The decision announced Tuesday by Yahoo Japan, which runs separately from its California-based namesake, means that the bulk of Internet searches done in Japan will use Google's search engine rather than Yahoo Inc.'s. Yahoo Japan and Google both said enough independence would be maintained to keep the market competitive.
Yahoo Inc., looking to cut costs as it lagged behind Google Inc., already dropped its own search service and adopted technology from rival Microsoft Corp.'s Bing search engine, in a deal that was approved earlier this year by U.S. and European regulators after a seven-month review.
A proposed partnership between Yahoo and Google in the U.S. fell apart in 2008 after the Justice Department threatened to block it on antitrust grounds. The Japanese Fair Trade Commission has traditionally been seen as more lenient than its U.S. counterpart, although it has ruled against Microsoft for violating anti-monopoly laws in its contracts.
Google currently dominates the lucrative Internet search market worldwide. It generates income by charging advertisers to display links along with search results. Few companies have the technology, user base and funds required to compete in search, and the shrinking number of players has raised concerns about privacy and fair competition.
Microsoft's top lawyer blasted Google's proposed expansion in Japan as "even more anticompetitive" as its aborted alliance with Yahoo Inc. in the U.S. would have been. The deal "means there will be no search competition in Japan and that Google will end up controlling all personal search information for all Japanese consumers and businesses," Brad Smith, Microsoft's general counsel, said in a Tuesday statement.

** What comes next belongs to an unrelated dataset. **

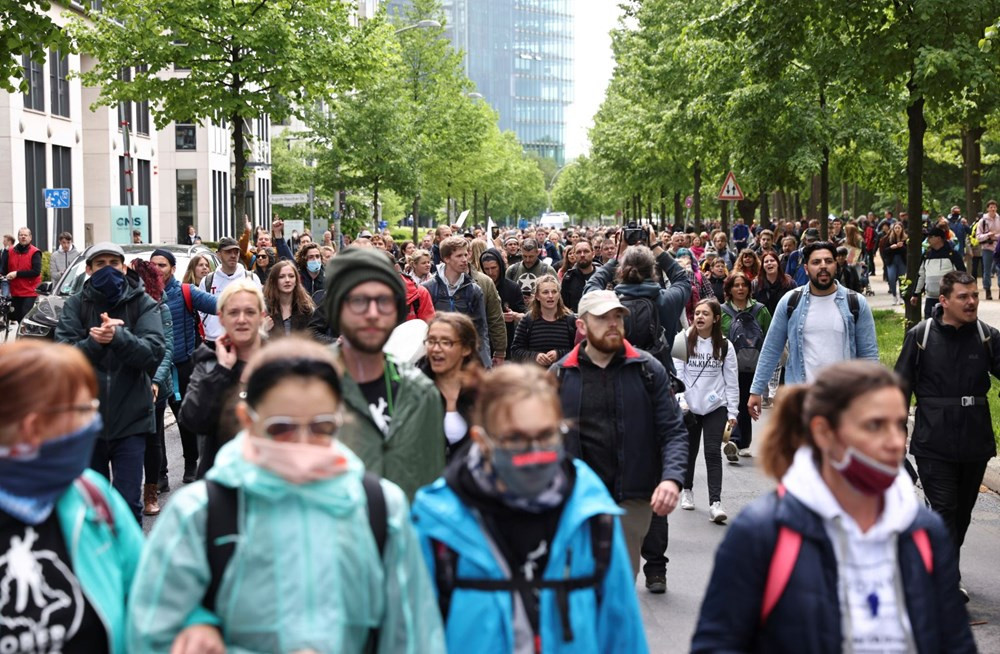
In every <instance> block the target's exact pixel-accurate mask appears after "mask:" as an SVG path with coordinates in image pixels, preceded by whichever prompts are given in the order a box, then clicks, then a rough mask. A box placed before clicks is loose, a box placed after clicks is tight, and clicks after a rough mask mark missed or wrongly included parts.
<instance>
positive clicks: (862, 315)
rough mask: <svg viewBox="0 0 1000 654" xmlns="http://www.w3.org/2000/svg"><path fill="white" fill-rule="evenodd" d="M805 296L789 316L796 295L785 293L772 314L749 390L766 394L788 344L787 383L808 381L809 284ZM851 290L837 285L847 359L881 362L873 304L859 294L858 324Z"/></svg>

Japan had the third largest Internet-using population in the world in 2008 behind the U.S. and China, according to the Foreign Ministry, with about 96 million users. A government study last year projected the market for search-related ads accessed from PCs would increase 27 percent over the next three years to about 200 billion yen ($2.3 billion).

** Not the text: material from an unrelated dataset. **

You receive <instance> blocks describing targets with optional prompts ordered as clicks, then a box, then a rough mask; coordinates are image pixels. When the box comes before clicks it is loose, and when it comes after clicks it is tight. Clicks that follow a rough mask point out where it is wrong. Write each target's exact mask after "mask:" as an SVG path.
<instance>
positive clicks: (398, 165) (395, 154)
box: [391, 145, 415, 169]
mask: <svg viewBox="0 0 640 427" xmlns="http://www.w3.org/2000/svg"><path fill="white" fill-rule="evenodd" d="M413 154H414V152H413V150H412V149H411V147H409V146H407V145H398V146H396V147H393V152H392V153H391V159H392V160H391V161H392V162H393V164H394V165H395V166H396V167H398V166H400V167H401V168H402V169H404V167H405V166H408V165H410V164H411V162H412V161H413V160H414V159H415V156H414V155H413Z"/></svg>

Yahoo Japan said Tuesday it had consulted with Japan's Fair Trade Commission before the deal was announced, though specifics of the agreement were still being worked out.

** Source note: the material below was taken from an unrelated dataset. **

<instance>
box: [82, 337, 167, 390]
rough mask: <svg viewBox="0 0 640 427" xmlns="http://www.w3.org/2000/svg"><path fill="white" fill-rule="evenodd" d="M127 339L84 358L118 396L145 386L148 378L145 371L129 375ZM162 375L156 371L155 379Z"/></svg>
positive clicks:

Google didn't disclose the financial details of the Yahoo Japan deal, but the company historically has given its partners 51 percent to 85 percent of the ad revenue generated from its alliances. In the U.S., Yahoo's alliance with Microsoft calls for Yahoo to keep 88 percent of the ad revenue generated from searches on its site during the first five years of the companies' contract. In a Tuesday research note, Citigroup analyst Mark Mahaney estimated Google will receive about $100 million annually for licensing its search technology to Yahoo Japan.
In Japan, Google and Yahoo Japan together accounted for more than 80 percent of total searches in June, according to measurement service Nielsen/NetRatings. It's one of the few countries where Google isn't the market leader; Yahoo Japan holds that distinction with a share of about 50 percent. Unlike in the U.S. and other locations, Yahoo is a major Internet presence in Japan across a variety of online businesses, including search, auction and shopping.
Yahoo Japan said it had considered various search engines and ad delivery systems and determined that Google's was the best for the Japanese market. It said the initial deal was for two years, which would be automatically extended for another two years if it didn't object.
As part of the deal, Google's Japanese search engine will get access to data from Yahoo Japan's Internet properties, including its popular auction and shopping sites.
Yahoo Japan previously licensed Google's search technology for a stretch from 2001 to 2004. Yahoo Inc. also once relied on Google's search technology, starting in mid-2000 when Yahoo was still more influential than Google. That deal unraveled in 2004, largely because Yahoo decided it needed its own search engine to counter Google's growing power.
Yahoo Japan is a subsidiary of Softbank Corp., a major domestic Internet and mobile phone provider, which also has exclusive rights to sell the iPhone in the country. Softbank owns 40 percent of Yahoo Japan, while U.S.-based Yahoo Inc. has a 35 percent stake.
Yahoo Japan's shares rose 1.2 percent in Tokyo during Tuesday trade. The announcement came after the market closed, but reports about an imminent deal surfaced during the day.